Heck of an asterisk on this claim.

spankmonkey@lemmy.world on 05 Jul 00:15 next collapse

All that power used for a fucking coin flip.

eager_eagle@lemmy.world on 05 Jul 01:23 collapse

That sounds like a coin flip, but 50% reliability can be really useful.

If a model has 50% chance of completing a task that would cost me an hour - and I can easily check it was completed correctly - on average, I’m saving half of the time it would take to complete this.

That said, exponentials don’t exist in the real world, we’re just seeing the middle of a sigmoid curve, which will soon yield diminishing returns.

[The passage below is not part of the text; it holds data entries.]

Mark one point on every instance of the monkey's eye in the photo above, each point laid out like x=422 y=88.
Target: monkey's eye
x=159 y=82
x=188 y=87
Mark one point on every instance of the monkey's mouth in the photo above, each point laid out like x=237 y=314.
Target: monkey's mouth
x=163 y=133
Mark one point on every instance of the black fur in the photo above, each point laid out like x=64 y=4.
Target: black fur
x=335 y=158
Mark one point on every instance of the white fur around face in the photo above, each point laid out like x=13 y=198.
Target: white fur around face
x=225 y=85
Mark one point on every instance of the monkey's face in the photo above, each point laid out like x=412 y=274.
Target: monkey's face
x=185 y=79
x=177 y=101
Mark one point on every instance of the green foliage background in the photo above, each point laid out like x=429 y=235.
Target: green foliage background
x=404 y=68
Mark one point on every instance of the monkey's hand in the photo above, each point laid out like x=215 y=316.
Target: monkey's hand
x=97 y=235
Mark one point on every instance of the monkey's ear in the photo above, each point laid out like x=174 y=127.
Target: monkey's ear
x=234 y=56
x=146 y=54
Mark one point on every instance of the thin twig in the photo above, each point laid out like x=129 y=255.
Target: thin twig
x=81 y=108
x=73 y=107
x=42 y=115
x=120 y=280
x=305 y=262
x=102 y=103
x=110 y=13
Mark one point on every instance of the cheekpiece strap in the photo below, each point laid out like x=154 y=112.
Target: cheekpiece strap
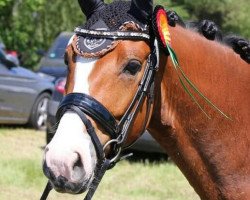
x=124 y=35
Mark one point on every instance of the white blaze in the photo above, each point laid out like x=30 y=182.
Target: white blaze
x=71 y=135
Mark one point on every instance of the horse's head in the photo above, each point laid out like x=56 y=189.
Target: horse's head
x=109 y=81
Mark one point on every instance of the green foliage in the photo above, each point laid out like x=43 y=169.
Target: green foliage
x=30 y=25
x=232 y=16
x=27 y=26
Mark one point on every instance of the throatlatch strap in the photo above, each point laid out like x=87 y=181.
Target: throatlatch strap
x=101 y=169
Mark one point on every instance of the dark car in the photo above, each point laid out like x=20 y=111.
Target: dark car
x=53 y=61
x=53 y=64
x=24 y=95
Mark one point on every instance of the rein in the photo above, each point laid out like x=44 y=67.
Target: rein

Womble@lemmy.world on 05 Jul 11:36 next collapse

That said, exponentials don’t exist in the real world, we’re just seeing the middle of a sigmoid curve, which will soon yield diminishing returns.

Yes, but the tricky thing is we have no idea when the seemingly exponential growth will flip over into the plateuing phase. We could be there already or it could be another 30 years.

For comparison Moores law is almost certainly a sigmoid too, but weve been seeing exponential growth for 50 years now.

squaresinger@lemmy.world on 05 Jul 12:37 collapse

Moore’s law hasn’t been exponential for ~15 years now.

Womble@lemmy.world on 05 Jul 18:57 collapse

If you are just talking transitor density I believe it still is, but even if not, my point was that it had exponential growth spanning over many decades.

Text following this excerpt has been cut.